The light in her bedroom was soft, a pale spill of morning cutting across the ceiling like silk. Her sheets were half-kicked off the bed, twisted around her ankles, her body caught somewhere between rest and heat.

She blinked, exhaled, then reached for her phone. There's no message. She set it back on the nightstand without expression. She hadn't expected anything from Cael, not really. But she'd checked.

She pressed her fingers lightly to her lips. They still felt tender, as if touched. But they hadn't been, not fully. That was the thing. The memory wasn't of sensation. It was of withheld sensation. Of breath held close, of want not granted.

Her body remembered it more than her mind did. She was aware of her own skin in a way that unsettled her. Not from shame. From hunger.

She rolled onto her back and stared at the ceiling.

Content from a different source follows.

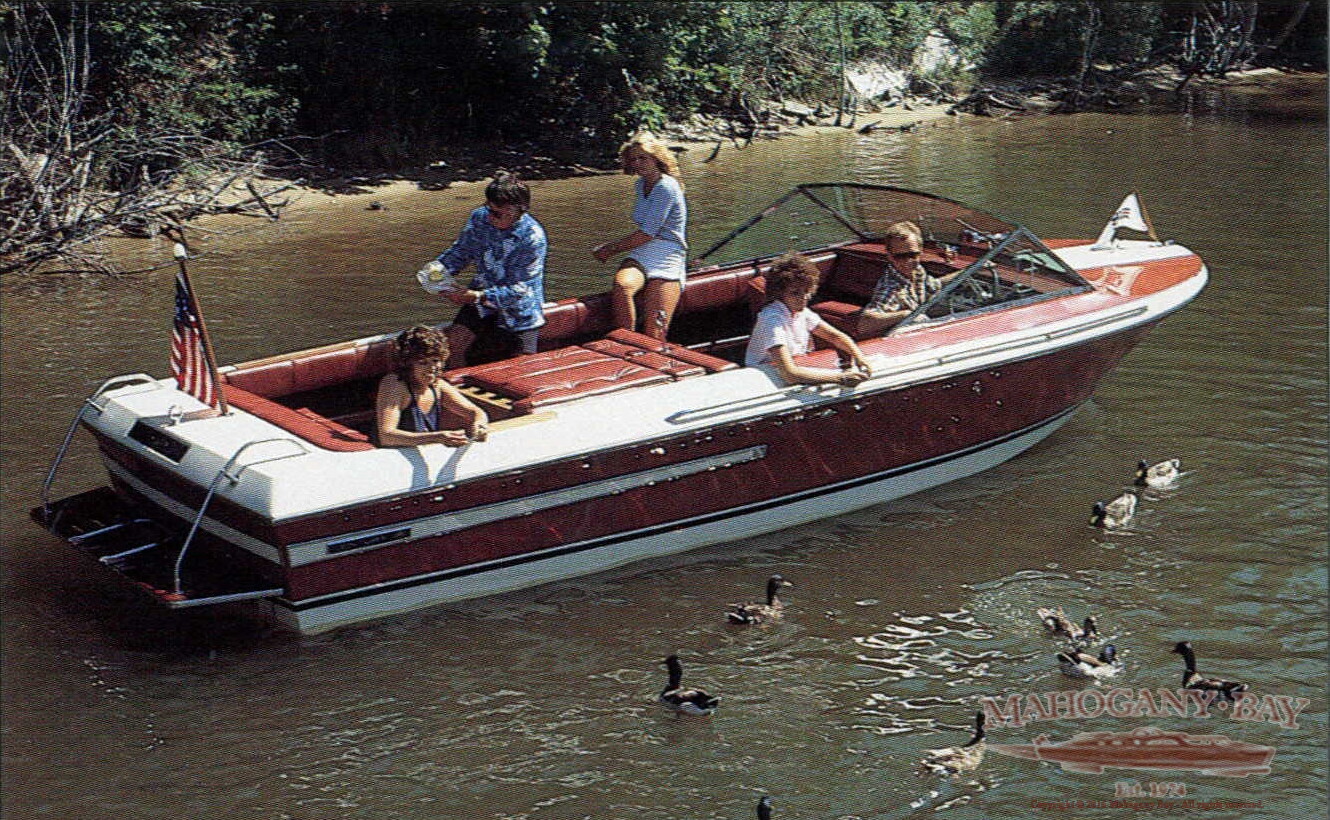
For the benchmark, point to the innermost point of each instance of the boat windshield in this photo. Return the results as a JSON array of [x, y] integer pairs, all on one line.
[[818, 215], [1007, 263], [1016, 271]]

Her body was still speaking the language Cael had started, one of restraint, patience, anticipation. One that asked more than it gave. It wasn't lust. Not exactly. It was... response.

She sat up and padded barefoot into the kitchen. The apartment was quiet. Sunlight slanted through the blinds, striping the floor. She made coffee without thought, muscle memory carrying her from cabinet to counter. But everything she did felt faintly out of step.

Her mug felt too warm in her hands. Her T-shirt too soft across her skin. Everything was too much, too aware.

She set the coffee down and walked back into her studio space. Her sketchbook sat exactly where she'd left it, still closed, resting gently on the desk like it was waiting.

She didn't open it. Instead, she sank onto the low chaise by the window. The light hit her thighs, her collarbone, the curve of her knee.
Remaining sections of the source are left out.